Tuesday, March 30, 2010

The Myth of Meritocracy

School administrators, writes Senior, understand best of all that intelligence tests for young kids are "practically worthless as predictors of future intelligence....Rather than promoting a meritocracy, in other words, these tests instead retard one. They reflect the world as it's already stratified--and then perpetuate that same stratification."

...

Intelligence is a process, not a fixed, gene-determined, thing. This process begins very early on, before we can even really see it, and we therefore often confuse these early, invisible stages with some sort of innate giftedness. Then we test kids and report the results as innate differences--this one is gifted, this one is not. This one has extra promise; that one does not. We send the "gifted" ones to good schools with small class sizes, better-trained teachers, better infrastructure, better relationships with parents, and higher expectations. We send the apparently-unpromising kids to under-funded, teach-to-test schools with minimal expectations.

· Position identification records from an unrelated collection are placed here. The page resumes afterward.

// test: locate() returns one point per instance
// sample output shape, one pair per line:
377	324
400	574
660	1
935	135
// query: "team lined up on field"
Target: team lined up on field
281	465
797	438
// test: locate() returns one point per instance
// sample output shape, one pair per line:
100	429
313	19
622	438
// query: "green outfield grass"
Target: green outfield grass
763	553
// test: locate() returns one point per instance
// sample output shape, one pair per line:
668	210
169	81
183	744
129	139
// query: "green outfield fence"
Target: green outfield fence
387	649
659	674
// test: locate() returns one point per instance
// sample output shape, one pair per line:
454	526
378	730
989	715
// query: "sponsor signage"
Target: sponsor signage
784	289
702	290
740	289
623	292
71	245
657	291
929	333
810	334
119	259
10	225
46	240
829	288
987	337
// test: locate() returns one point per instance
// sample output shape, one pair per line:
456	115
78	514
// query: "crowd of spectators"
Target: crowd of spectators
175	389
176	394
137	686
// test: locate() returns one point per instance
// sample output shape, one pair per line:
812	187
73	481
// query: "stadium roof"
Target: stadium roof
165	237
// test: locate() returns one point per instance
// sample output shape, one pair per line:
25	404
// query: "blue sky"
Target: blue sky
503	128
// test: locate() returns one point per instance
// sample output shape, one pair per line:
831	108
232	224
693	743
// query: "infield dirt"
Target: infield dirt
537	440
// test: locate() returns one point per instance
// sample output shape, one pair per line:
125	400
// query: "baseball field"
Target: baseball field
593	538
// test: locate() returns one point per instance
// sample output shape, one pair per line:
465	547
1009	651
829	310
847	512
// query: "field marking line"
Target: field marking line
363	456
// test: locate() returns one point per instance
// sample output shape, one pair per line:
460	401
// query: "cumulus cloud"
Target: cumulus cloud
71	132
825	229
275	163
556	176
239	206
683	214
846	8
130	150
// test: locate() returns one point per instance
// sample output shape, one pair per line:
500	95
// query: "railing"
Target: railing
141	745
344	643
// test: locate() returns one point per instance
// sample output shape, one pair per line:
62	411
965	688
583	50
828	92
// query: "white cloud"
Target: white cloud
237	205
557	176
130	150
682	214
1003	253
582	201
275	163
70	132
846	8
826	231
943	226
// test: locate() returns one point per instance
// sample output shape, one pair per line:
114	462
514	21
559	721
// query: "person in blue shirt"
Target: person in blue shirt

And then we tell ourselves that we live in an educational meritocracy.

- David Shenk


and more: The Junior Meritocracy (By Jennifer Senior)

Food for thought: How about Singapore's case of testing ten-and-twelve year olds and putting a select few into the Gifted program?

1 comment:

anon said...

Do you think the GEP has a real treatment effect, or is it all selection? (No one knows except MOE)

If there is a treatment effect, is it due to the curriculum, or is it the implicit class socialization?

If it is the former, then Shenk and Senior are right and we can make outcomes fairer. If it is the latter, then that's just too bad, because class is a positional good.

If there is no treatment effect and it's all selection, then that's too bad too, not much we can do about it.